Poszukiwania 3,5-letniego Kacperka: rodzina i mieszkańcy Nowogrodźca nie wierzą w wersję z rzeką
To już siódma doba od zaginięcia 3,5-letniego Kacperka z Nowogrodźca. Służby przeczesują szczególnie rzekę Kwisę, do której, według najbardziej prawopodobnych scenariuszy, chłopiec mógł wpaść i utonąć. W tę wersję wydarzeń zaczyna powątpiewać rodzina oraz jej sąsiedzi – podaje "Fakt".
Podobnego zdania są sąsiedzi. Oni także nie wierzą w utonięcie chłopca i bardziej skłaniają się ku wersji z porwaniem. Niektórzy zwracają uwagę na bliskość granicy. Matka Kacperka nie uważa jednak, by porywacze mieli jakikolwiek związek z jej partnerem, który teraz siedzi w areszcie za kradzieże.
– Nie wiem, z kim zadawał się mój partner, ale nie wierzę, by to jego niezałatwione sprawy były powodem zaginięcia Kacperka. Nie miałam z nikim zatargów i nie sądzę, by Rafał miał takie, aby nam dziecko uprowadzili. To już byłoby jakieś zwyrodnialstwo, to dla mnie chore – stwierdza w rozmowie z tabloidem mama chłopca.

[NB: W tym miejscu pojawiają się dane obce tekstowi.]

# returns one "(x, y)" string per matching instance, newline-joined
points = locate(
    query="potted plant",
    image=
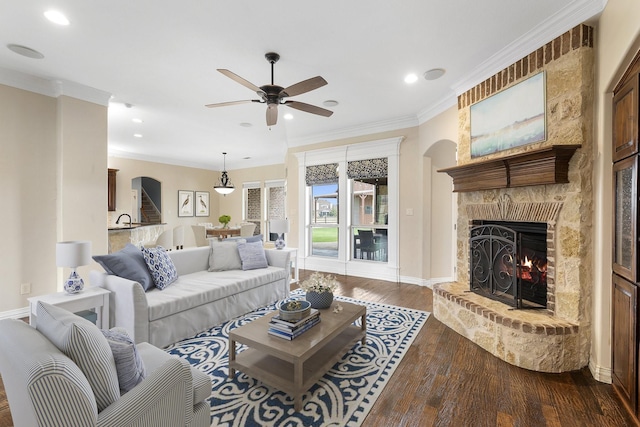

Przypomnijmy, że Kacper zaginął w ubiegły poniedziałek. Przebywał wtedy z ojcem na terenie ogródków działkowych niedaleko rzeki. Mężczyzna był pijany. Usłyszał już zarzut narażenia dziecka na bezpośrednie niebezpieczeństwo utraty życia i zdrowia.
Wszystkie osoby mające jakiekolwiek informacje, które mogą pomóc w ustaleniu miejsca pobytu chłopca, proszone są o kontakt z policjantami z Komendy Powiatowej Policji w Bolesławcu.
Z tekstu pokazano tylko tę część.